When Gary Dikkema walks, his focus is on swinging his arms. It's one way he manages the symptoms of Parkinson’s.
He was diagnosed in 2016 after feeling some pain in his shoulders and back while working on his backyard patio.
"I am really lucky,” he said. “I have no tremors. People don't believe me when I say I don’t have tremors, but I have the problem with my voice."
In his case, a soft voice is the most noticeable symptom of the degenerative disease.
To help he joined a group singing class with music therapy student Heitha Forsyth last spring.
"It really is the perfect way to work out your speaking apparatus because it focuses on everything from breathing, to coordination of speech, to projection," said Forsyth, a musician and music therapy student at Canadian Mennonite University.
Now she is set to start another choral singing class called U-tunes.
She is looking for 15 people to sign up to sing together once a week starting in September.
Forsyth said the classes include vocal and physical warm-ups and targeted therapies all under the guise of the fun and community-oriented act of singing.
"It allows them to go past this disease and continue to be human and to continue to connect, "she said.
The group, organized through U-Turn Parkinson’s, will also be a part of research.
U-tunes is partnering with Ryerson University to look into the physical and emotional effects of group singing in people living with Parkinson’s over the course of the class.
"They're going to see how singing leads to certain hormone secretion to relieve stress and then they're also going to do some qualitative research asking people, sort of, how they feel after they've been involved in their community by doing this exercise of group singing," said Forsyth.

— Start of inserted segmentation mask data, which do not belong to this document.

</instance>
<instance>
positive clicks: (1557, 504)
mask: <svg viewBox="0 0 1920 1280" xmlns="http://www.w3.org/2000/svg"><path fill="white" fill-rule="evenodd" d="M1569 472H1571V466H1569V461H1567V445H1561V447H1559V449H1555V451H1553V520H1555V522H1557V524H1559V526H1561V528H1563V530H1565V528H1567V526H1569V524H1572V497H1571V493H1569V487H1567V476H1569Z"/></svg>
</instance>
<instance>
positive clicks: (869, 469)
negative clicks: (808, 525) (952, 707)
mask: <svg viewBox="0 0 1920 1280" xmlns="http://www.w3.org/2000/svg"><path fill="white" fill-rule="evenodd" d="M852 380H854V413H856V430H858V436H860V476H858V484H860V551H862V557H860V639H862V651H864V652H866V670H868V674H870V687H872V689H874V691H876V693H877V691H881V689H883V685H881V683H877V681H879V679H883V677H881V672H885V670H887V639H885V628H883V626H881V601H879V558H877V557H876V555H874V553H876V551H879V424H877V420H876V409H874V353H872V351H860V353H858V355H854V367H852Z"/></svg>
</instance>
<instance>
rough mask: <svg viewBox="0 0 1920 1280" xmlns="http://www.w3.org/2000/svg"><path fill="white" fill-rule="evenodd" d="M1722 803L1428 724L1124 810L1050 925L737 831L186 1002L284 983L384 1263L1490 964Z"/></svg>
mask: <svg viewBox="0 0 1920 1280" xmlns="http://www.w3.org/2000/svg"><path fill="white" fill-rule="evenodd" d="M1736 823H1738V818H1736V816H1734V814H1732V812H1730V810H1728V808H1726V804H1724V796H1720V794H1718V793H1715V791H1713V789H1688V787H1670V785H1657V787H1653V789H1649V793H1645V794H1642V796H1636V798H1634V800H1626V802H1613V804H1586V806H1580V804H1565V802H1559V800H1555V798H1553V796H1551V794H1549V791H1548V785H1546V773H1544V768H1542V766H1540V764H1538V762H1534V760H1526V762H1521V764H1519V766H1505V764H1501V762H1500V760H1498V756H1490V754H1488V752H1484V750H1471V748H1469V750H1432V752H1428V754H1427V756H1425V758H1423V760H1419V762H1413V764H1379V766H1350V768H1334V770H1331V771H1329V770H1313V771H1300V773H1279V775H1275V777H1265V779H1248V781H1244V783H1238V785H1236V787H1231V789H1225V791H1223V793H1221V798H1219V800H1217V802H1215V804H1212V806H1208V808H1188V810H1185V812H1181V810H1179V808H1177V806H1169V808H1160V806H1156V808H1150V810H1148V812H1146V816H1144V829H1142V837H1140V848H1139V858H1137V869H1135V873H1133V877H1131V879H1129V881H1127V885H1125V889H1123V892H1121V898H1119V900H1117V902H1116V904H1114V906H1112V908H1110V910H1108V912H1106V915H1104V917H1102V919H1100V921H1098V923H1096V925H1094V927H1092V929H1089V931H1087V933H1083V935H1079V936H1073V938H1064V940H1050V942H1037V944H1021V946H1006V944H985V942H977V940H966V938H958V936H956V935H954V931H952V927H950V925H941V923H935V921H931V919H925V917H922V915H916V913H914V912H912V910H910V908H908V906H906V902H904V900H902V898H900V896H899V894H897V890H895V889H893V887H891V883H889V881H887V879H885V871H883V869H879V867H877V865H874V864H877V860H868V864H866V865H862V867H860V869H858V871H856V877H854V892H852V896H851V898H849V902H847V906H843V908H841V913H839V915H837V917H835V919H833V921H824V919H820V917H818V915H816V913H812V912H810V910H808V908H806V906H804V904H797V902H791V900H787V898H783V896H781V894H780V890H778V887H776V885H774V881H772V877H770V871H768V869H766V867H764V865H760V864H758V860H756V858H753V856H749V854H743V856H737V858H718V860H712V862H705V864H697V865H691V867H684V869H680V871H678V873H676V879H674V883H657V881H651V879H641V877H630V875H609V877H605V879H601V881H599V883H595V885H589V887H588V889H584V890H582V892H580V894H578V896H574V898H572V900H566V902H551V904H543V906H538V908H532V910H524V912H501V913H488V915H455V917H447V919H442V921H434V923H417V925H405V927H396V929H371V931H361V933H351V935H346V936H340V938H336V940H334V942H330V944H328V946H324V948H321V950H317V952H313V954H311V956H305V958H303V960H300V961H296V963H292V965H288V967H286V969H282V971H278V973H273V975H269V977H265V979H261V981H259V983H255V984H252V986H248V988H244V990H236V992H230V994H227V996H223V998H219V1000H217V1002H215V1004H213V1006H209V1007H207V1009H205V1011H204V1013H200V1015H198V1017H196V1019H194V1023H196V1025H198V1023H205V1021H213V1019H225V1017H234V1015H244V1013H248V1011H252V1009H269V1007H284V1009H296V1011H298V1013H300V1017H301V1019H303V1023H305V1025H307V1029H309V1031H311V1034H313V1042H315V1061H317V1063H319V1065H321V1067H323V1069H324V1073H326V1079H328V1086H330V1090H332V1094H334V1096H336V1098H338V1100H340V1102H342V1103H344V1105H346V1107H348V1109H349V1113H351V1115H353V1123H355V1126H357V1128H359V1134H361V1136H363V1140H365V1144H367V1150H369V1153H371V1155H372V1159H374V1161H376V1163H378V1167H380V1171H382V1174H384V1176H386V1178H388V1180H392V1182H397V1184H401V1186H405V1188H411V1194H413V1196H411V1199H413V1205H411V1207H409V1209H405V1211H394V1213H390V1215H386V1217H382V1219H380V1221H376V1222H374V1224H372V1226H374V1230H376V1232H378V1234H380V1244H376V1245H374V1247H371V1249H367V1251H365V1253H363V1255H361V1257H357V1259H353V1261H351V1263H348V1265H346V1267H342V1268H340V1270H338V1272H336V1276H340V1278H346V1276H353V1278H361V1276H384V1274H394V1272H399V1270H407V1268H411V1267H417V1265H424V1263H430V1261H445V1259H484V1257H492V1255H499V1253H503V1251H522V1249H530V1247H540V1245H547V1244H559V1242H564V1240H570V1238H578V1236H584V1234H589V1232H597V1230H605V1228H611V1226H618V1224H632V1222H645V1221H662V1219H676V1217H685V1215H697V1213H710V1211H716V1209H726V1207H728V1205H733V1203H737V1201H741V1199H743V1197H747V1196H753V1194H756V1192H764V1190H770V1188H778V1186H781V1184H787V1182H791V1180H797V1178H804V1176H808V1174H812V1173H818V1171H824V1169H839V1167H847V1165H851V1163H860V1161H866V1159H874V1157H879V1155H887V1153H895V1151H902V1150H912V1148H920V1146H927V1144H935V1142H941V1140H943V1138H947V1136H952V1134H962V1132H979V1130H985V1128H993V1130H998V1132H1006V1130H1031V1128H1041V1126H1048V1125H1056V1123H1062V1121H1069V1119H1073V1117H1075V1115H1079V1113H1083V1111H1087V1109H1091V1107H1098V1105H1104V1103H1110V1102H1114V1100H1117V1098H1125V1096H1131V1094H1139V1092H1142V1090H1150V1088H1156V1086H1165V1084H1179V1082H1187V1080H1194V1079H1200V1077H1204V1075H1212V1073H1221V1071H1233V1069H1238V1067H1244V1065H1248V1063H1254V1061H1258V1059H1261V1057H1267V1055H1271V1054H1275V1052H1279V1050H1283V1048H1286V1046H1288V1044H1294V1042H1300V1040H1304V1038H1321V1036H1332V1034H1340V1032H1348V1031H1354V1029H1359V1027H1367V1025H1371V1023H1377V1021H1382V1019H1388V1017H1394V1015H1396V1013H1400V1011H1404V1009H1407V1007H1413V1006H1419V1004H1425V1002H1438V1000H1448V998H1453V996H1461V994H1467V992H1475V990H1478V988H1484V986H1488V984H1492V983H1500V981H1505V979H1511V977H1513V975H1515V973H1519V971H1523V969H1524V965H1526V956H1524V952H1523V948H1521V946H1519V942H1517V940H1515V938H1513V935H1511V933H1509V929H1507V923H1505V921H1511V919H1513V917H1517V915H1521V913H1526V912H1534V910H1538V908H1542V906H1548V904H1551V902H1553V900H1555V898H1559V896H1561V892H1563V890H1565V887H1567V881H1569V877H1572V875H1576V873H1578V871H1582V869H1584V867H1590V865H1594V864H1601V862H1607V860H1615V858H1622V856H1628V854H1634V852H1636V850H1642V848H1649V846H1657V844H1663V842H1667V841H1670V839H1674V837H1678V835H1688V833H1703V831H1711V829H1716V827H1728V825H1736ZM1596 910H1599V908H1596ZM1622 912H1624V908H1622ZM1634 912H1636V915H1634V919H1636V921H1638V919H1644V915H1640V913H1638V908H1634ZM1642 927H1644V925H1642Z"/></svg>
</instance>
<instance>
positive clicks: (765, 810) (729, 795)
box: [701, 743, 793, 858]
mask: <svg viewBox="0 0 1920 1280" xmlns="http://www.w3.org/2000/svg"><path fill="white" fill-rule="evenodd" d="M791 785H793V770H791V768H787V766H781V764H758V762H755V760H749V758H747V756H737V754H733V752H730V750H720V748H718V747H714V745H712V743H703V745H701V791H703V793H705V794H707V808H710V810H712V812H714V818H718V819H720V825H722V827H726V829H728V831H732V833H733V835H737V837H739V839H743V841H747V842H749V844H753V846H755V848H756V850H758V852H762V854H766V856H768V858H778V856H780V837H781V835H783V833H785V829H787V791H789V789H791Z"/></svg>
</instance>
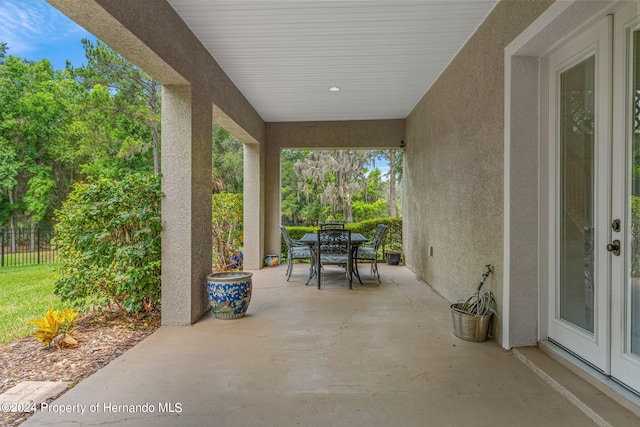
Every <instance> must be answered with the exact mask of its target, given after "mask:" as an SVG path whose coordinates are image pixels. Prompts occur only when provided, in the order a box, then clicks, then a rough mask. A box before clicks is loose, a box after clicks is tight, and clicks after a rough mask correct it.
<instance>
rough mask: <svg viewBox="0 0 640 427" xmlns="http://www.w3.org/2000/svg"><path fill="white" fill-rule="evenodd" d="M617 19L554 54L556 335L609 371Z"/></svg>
mask: <svg viewBox="0 0 640 427" xmlns="http://www.w3.org/2000/svg"><path fill="white" fill-rule="evenodd" d="M611 36H612V27H611V18H610V17H607V18H605V19H602V20H601V21H600V22H598V23H597V24H596V25H593V26H591V27H590V28H589V29H588V30H587V31H584V32H583V33H581V34H580V35H579V36H578V37H575V38H573V39H572V40H571V41H569V42H567V43H565V44H564V45H563V46H561V47H560V48H559V49H557V50H556V51H555V52H554V53H553V54H552V55H550V57H549V91H550V92H549V123H550V126H549V140H550V155H549V158H550V161H551V165H550V174H551V177H550V178H551V179H550V183H551V185H550V189H549V193H550V215H551V221H550V224H553V226H552V227H550V233H551V235H550V239H549V241H550V242H551V247H550V248H549V249H550V251H549V255H550V258H549V263H550V267H551V268H550V276H551V277H550V278H549V280H550V283H552V284H553V287H552V288H551V289H550V291H549V330H548V335H549V338H550V339H552V340H554V341H555V342H557V343H559V344H561V345H562V346H564V347H565V348H567V349H568V350H570V351H572V352H573V353H575V354H576V355H578V356H580V357H581V358H583V359H584V360H586V361H588V362H589V363H591V364H592V365H593V366H595V367H596V368H598V369H600V370H601V371H603V372H605V371H606V370H607V369H608V362H609V351H608V339H609V338H608V337H609V323H608V321H606V320H605V319H608V318H609V315H610V312H609V291H608V287H609V286H608V283H609V275H610V271H609V261H608V259H609V254H608V252H607V250H606V245H607V243H608V235H609V233H608V226H607V223H608V222H609V215H610V212H609V211H610V210H611V208H610V194H609V193H610V188H611V182H610V170H611V156H610V153H611V102H610V98H611V94H610V87H611V84H610V82H611V72H610V68H611Z"/></svg>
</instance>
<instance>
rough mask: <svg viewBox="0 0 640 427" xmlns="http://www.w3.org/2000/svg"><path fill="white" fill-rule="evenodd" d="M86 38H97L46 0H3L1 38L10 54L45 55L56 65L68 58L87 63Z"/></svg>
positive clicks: (25, 56)
mask: <svg viewBox="0 0 640 427" xmlns="http://www.w3.org/2000/svg"><path fill="white" fill-rule="evenodd" d="M83 38H88V39H91V40H95V37H94V36H93V35H91V33H89V32H88V31H86V30H85V29H84V28H82V27H80V26H79V25H77V24H76V23H75V22H73V21H72V20H71V19H69V18H67V17H66V16H65V15H63V14H62V13H61V12H60V11H58V9H56V8H54V7H53V6H51V5H50V4H49V3H47V2H46V1H45V0H0V41H1V42H6V43H7V44H8V46H9V50H8V51H7V55H14V56H19V57H20V58H22V59H28V60H32V61H39V60H41V59H44V58H46V59H48V60H49V61H51V63H52V64H53V67H54V68H56V69H60V68H64V65H65V62H66V61H67V60H69V61H70V62H71V64H72V65H73V66H76V67H78V66H81V65H84V64H86V58H85V56H84V49H83V48H82V44H81V43H80V41H81V40H82V39H83Z"/></svg>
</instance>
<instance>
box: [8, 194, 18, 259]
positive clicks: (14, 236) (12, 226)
mask: <svg viewBox="0 0 640 427" xmlns="http://www.w3.org/2000/svg"><path fill="white" fill-rule="evenodd" d="M13 202H14V198H13V190H9V206H13ZM16 232H17V230H16V214H15V212H13V210H11V214H10V215H9V236H10V239H11V251H10V252H9V253H12V254H15V253H16V246H17V245H16Z"/></svg>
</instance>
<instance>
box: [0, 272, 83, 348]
mask: <svg viewBox="0 0 640 427" xmlns="http://www.w3.org/2000/svg"><path fill="white" fill-rule="evenodd" d="M56 268H57V265H55V264H48V265H47V264H40V265H25V266H17V267H2V268H0V344H4V343H8V342H10V341H13V339H15V338H22V337H25V336H28V335H29V334H31V331H32V330H33V329H34V326H35V325H33V324H31V323H27V320H29V319H33V318H36V317H43V316H44V315H45V314H46V312H47V310H48V309H49V308H53V309H54V310H62V309H64V308H70V307H71V304H69V303H64V302H62V300H61V299H60V298H59V297H58V296H56V295H55V294H54V293H53V288H54V285H55V281H56V273H55V269H56Z"/></svg>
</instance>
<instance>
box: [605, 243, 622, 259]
mask: <svg viewBox="0 0 640 427" xmlns="http://www.w3.org/2000/svg"><path fill="white" fill-rule="evenodd" d="M607 250H608V251H609V252H611V253H612V254H614V255H615V256H620V240H617V239H616V240H614V241H613V242H611V243H609V244H608V245H607Z"/></svg>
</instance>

Dikkema says singing is a real full body work out and doing it with a group where everyone has Parkinson’s in common is even better.
"It's all good and it’s working our voice which is so important, which most of the time I don’t work my voice like I do in an hour and a half session of singing."
Forsyth said the class will be on Tuesday afternoons starting September 11th, from 1:30 to 3 p.m. at Crescentwood Community Centre.
People can register online.
The 15 week program is $75 and caregivers and spouses are welcome.